2.3.2 KERNCOMPETENTIE 3



Rol:
Zorgverlener
Domein:
Zorg
Domeinspecificatie:
Palliatieve terminale zorg

competentie 3:
Om het lijden van zorgvragers te verlichten bij wie de ziekte niet meer reageert op een curatieve behandeling, en het sterven binnen afzienbare tijd verwacht kan worden, verleent de VGG palliatief terminale zorg.

Toelichting
In de intra- en extramurale zorg wordt de VGG geconfronteerd met mensen die hulp nodig hebben, omdat zij in de laatste fase van hun leven verkeren. Palliatieve zorg voor terminale patiënten is emotioneel belastende zorg, omdat zij de kern van het menselijk bestaan raakt, zowel voor zorgvragers, mantelzorgers als voor professionals.
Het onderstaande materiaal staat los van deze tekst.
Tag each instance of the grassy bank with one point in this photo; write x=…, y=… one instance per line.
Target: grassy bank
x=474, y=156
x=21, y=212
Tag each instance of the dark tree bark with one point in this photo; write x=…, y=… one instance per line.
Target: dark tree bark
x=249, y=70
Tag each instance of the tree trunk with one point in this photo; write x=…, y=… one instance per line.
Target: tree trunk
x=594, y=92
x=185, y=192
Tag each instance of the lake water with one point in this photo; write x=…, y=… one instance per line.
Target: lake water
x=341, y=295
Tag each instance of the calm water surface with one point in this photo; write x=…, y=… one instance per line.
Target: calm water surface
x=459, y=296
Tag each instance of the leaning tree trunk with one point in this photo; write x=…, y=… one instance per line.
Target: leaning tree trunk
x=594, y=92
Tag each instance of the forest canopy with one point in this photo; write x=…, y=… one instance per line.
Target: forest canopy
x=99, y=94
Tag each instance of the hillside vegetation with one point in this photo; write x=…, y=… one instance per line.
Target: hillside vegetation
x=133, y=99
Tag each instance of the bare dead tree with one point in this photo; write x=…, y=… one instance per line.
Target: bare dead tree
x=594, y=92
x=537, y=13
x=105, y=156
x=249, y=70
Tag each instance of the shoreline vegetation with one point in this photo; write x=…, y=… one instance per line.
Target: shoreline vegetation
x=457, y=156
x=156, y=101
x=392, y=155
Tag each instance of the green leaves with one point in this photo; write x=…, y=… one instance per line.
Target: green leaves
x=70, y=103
Voor allen betekent het vaak een confrontatie met gevoelens van machteloosheid en verdriet. En het vergroot het risico opgebrand te raken of routinematig zorg te verlenen. Palliatieve zorg is afhankelijk van de kwaliteit van de individuele zorgverlener, en vraagt om een integraal zorgaanbod. Omdat de situatie van een zorgvrager, bij wie de ziekte niet meer reageert op een curatieve behandeling en het sterven redelijkerwijs binnen afzienbare tijd verwacht kan worden, zo wezenlijk anders is dan alle andere situaties waarin zorg wordt gegeven, is specifieke deskundigheid en een specifieke attitude op zijn plaats. Palliatieve zorg voor terminale patiënten is ‘alle zorg die gericht is op het verlichten van het lijden van patiënten in de laatste fase van hun leven. Naast bestrijding van lichamelijke symptomen is er daarbij ook aandacht voor emotionele, sociale en spirituele aspecten.’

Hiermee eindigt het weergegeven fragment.